This app was written as part of Hack OHI/O 2019.
- Ryan Schwartz, Purdue
- Dawson Moore, Purdue
We aim to analyze the amount of "vine energy" new tik tok videos have. We complete this by using transfer learning to train a RNN classifier that classifies the amount of "vine energy" a sentence has. We leveraged Microsoft's cognitive services to convert an input video's speech to text for analysis. In addition, it also takes the sentiment of the tik tok (or any other video, using Text Analytics) to analyze the difference sentiment.
We found that a classifier could work ok for this problem even though there were limitations. Using this and this tutorial, we found that we could take advantage of the transfer learning method to train an RNN classifier.
We took the following steps to create the classifier:
- Use Azure speech-to-text to transcribe 200+ vines and manually classify
- Sanitize / lemmatize data to remove stop words and simplify scale (from 1 - 10 to 1 - 3)

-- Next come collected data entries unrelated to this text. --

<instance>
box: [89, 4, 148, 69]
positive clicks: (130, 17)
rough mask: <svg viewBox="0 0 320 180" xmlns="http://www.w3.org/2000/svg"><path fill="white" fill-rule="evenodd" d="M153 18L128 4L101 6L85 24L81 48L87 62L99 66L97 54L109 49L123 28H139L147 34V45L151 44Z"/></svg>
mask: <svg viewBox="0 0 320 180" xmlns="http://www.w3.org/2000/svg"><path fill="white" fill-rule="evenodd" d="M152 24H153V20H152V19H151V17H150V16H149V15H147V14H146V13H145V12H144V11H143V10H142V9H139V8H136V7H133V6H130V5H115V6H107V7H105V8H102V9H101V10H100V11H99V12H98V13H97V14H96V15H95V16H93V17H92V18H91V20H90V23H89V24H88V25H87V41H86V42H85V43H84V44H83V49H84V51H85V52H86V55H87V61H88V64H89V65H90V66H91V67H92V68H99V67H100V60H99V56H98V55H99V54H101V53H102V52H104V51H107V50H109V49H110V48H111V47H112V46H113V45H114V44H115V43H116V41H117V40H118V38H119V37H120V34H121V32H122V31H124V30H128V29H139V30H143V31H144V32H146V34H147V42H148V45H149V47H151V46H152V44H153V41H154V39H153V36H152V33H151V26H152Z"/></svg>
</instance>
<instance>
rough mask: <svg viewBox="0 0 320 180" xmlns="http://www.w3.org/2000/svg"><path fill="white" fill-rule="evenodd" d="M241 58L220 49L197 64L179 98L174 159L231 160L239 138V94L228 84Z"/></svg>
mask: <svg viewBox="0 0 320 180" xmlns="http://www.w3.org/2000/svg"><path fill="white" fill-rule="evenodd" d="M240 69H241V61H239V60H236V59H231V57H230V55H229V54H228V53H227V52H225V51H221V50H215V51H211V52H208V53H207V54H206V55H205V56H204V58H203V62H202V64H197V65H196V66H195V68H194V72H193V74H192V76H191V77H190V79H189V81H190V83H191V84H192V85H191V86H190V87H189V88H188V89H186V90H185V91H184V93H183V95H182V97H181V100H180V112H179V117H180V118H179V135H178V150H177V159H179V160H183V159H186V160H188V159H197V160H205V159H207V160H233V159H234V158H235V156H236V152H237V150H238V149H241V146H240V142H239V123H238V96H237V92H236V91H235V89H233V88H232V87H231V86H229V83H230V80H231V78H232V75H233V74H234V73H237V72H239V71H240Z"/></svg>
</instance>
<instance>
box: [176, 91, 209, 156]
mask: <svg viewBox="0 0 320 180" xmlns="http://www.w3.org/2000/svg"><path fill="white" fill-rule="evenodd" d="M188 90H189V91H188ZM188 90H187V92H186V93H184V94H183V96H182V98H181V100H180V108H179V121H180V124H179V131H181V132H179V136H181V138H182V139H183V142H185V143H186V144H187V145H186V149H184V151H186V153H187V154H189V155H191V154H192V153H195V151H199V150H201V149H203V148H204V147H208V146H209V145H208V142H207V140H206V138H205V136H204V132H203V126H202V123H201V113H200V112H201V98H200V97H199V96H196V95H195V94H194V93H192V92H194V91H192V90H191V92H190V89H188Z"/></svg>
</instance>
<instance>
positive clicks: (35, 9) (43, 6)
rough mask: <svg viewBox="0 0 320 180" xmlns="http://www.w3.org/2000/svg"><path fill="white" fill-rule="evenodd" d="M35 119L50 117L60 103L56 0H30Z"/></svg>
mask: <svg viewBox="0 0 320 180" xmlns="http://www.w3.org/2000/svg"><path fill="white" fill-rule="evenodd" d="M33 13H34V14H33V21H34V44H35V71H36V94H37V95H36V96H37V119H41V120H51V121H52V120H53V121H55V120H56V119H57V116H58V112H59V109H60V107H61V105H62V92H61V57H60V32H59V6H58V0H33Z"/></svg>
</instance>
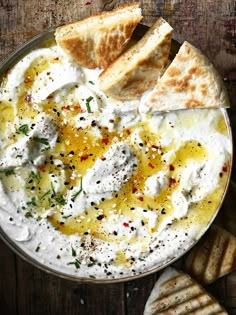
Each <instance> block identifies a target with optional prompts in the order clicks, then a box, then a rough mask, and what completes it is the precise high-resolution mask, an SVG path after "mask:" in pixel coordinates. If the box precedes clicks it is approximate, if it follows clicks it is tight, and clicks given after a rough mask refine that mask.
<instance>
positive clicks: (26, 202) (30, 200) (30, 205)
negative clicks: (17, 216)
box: [26, 197, 37, 206]
mask: <svg viewBox="0 0 236 315" xmlns="http://www.w3.org/2000/svg"><path fill="white" fill-rule="evenodd" d="M26 204H27V206H37V203H36V198H35V197H32V198H31V200H30V201H27V202H26Z"/></svg>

- Verify distribution of 1/2/3 classification is roughly even (we had issues with classification when our 1s had 2x more than 2s and 3s)

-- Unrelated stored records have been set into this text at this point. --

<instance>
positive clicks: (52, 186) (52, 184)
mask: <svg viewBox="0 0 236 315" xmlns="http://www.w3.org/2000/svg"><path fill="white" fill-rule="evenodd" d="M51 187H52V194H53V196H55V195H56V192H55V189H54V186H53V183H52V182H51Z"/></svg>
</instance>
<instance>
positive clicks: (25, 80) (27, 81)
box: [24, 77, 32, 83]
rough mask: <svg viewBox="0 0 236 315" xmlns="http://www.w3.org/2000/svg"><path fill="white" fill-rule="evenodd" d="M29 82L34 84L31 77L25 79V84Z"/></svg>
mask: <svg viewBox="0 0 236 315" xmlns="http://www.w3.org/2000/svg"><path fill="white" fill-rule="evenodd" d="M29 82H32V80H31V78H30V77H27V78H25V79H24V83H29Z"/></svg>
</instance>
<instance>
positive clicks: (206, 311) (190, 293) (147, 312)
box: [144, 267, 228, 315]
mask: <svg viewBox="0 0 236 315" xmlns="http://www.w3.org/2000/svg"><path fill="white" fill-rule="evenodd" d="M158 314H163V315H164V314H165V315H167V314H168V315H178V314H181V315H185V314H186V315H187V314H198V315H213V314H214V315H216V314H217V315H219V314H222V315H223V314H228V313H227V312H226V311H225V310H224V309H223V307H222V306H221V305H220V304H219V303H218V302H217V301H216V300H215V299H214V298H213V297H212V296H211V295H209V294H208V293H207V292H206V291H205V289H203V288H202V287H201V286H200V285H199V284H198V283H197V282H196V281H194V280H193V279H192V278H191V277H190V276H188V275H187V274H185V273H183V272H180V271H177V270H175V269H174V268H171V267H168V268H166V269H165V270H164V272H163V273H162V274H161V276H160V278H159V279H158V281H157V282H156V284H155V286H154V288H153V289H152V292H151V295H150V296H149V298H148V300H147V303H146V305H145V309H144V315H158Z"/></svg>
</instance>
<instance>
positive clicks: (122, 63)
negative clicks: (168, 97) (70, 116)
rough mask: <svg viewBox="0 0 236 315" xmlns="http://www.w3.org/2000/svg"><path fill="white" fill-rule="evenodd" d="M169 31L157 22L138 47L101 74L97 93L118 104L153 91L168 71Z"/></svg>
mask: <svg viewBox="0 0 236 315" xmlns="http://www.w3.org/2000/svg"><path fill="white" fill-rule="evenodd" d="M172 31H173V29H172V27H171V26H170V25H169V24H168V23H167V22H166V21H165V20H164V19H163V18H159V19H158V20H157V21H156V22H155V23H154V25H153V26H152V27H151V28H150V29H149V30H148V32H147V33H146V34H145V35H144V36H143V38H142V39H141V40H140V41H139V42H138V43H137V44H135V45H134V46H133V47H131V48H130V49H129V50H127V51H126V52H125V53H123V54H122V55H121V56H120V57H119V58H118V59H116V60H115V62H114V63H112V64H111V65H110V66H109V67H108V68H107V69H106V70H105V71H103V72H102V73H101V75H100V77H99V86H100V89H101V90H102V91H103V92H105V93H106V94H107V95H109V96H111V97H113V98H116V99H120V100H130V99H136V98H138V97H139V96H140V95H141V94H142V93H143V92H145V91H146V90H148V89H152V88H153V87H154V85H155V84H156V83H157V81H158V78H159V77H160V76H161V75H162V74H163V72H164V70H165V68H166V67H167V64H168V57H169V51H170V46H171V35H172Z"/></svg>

- Split into training/testing data and again verify that distribution is roughly even
- Create language model and train language model learner
- Create text classifier model from data and generate text classifier
- Train text classifier model based on min loss divided by 10
- Manually transcribed and classified another 250+ vines due to Youtube's download limitations (and repeated process)
In the end, we were able to train the model to the following specs:
| epoch | train_loss | valid_loss | accuracy | time |
|---|---|---|---|---|
| 0 | 1.308767 | 1.084773 | 0.442105 | 00:01 |
While the model was 44.2% accurate, we wanted to improve the accuracy without having to provide more data. We generated a report leveraging Azure's Text Sentiment analysis that analyzed the difference in sentiment between 1 classified Vines and 3 classified Vines.
We found that for each of the classifications on the x axis (1, 2, and 3), there actually was a slight difference in how a 1 classified quote on average tends to be more positive than not. We ran out of time to implement this, but planned on using this to further analyze the results of our neural network.